Professor Laura Kornish of Leeds School of Business at CU Boulder has a great post about crowdsourcing over at Fast Company. She reminds us that we have to be careful when identifying our objectives during consumer research or crowdsourcing initiatives. We have to separate the determination of the customers' needs from the development of a new product concept. Here's an excerpt:
In traditional product development practice, there is a separation
between gathering data from customers about their needs--via interviews,
observations, focus groups, and surveys--and proposing new product
concepts. The classic example of this separation is, "People don’t want
to buy a quarter-inch drill. They want a quarter-inch hole!" (Theodore
Levitt’s example from Harvard Business Review, 1960). In that
view, managers guiding innovation should consult the users for what
needs to happen, not rely on the users themselves to dream big about how
it can happen. Crowdsourcing in innovation allows us rethink this
separation. We can ask the crowd directly to provide the solutions, then
work backward to infer what is on their minds.
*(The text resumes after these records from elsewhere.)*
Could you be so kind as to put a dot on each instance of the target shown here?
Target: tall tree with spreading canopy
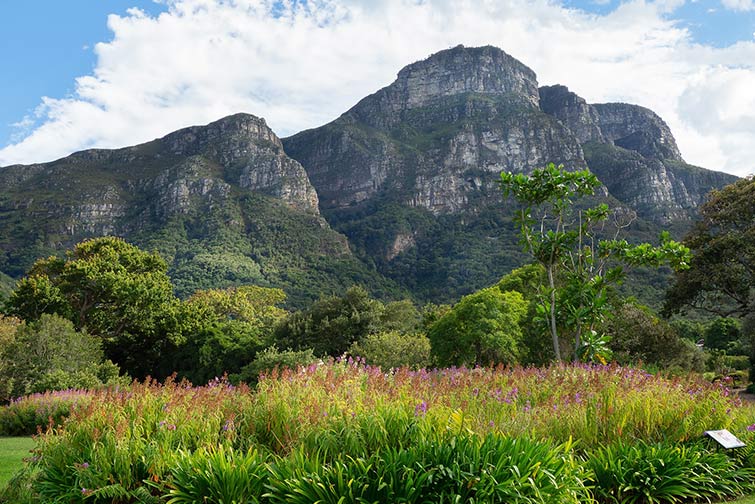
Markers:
(112, 290)
(721, 277)
(580, 267)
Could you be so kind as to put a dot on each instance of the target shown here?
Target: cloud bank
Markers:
(300, 63)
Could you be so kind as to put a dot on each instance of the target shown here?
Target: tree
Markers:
(50, 354)
(721, 276)
(579, 266)
(527, 281)
(112, 290)
(392, 349)
(483, 328)
(331, 325)
(638, 335)
(233, 325)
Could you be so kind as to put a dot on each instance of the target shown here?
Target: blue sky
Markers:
(300, 64)
(45, 45)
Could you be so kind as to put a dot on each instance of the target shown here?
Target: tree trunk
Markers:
(554, 331)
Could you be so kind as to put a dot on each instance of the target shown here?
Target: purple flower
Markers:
(420, 409)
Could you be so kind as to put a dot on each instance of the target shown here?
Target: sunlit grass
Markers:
(12, 452)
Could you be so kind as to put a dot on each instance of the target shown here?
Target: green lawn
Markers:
(12, 451)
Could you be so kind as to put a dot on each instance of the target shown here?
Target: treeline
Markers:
(107, 312)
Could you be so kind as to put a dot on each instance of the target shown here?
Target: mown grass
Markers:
(12, 452)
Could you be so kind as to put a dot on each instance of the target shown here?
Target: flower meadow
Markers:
(347, 432)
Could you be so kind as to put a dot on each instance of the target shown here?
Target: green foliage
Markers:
(722, 271)
(481, 329)
(451, 254)
(219, 475)
(392, 349)
(50, 354)
(271, 358)
(12, 452)
(459, 469)
(331, 325)
(565, 242)
(28, 415)
(527, 280)
(725, 334)
(492, 435)
(232, 326)
(655, 473)
(111, 289)
(638, 335)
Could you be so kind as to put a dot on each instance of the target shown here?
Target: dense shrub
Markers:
(638, 335)
(654, 473)
(448, 434)
(392, 349)
(26, 415)
(271, 358)
(49, 354)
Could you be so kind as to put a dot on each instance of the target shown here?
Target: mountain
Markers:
(400, 193)
(222, 203)
(410, 173)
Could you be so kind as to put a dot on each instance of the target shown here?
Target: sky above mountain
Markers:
(81, 74)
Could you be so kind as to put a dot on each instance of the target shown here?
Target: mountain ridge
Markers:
(400, 192)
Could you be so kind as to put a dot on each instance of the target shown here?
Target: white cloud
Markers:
(300, 65)
(739, 5)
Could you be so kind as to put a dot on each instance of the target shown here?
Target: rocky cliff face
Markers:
(410, 175)
(438, 136)
(417, 164)
(222, 202)
(629, 126)
(635, 155)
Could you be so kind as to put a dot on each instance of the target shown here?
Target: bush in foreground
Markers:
(353, 431)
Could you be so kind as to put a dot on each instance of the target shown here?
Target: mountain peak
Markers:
(446, 74)
(484, 70)
(231, 132)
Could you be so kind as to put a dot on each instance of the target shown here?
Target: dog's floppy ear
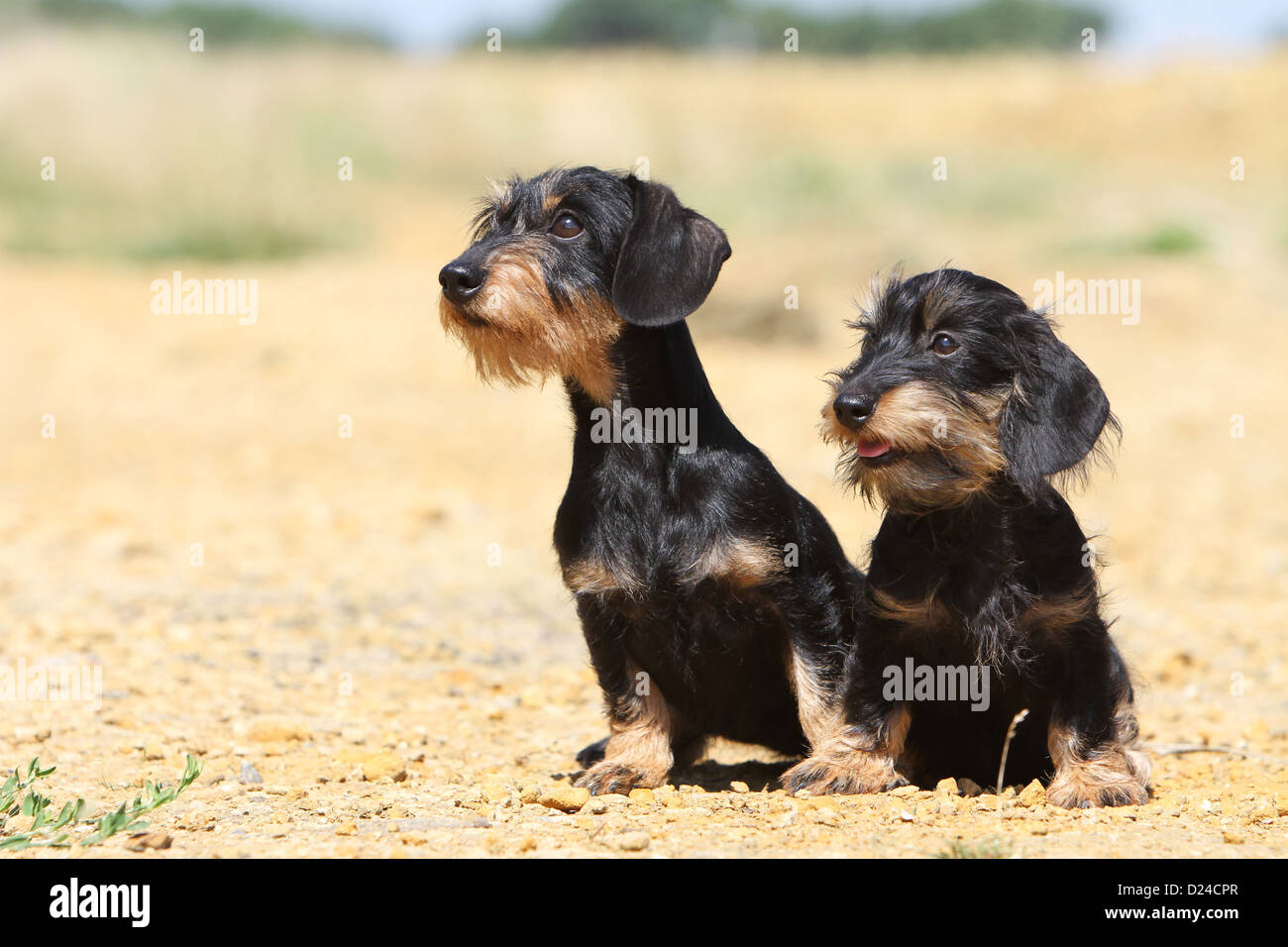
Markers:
(670, 258)
(1056, 412)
What wonderful advice! Don't ask the customer to design the new product. Seek to understand what the unmet need of the customer is! We don't want the customer actually having to come up with the innovation. In fact, often they will just offer incremental modifications of the existing product. They usually won't be able to "think outside the box" in the midst of a focus group or interview. Seek instead to understand their frustrations and their pain. What makes them unhappy at the moment? Then, work on alleviating that pain with a new product concept.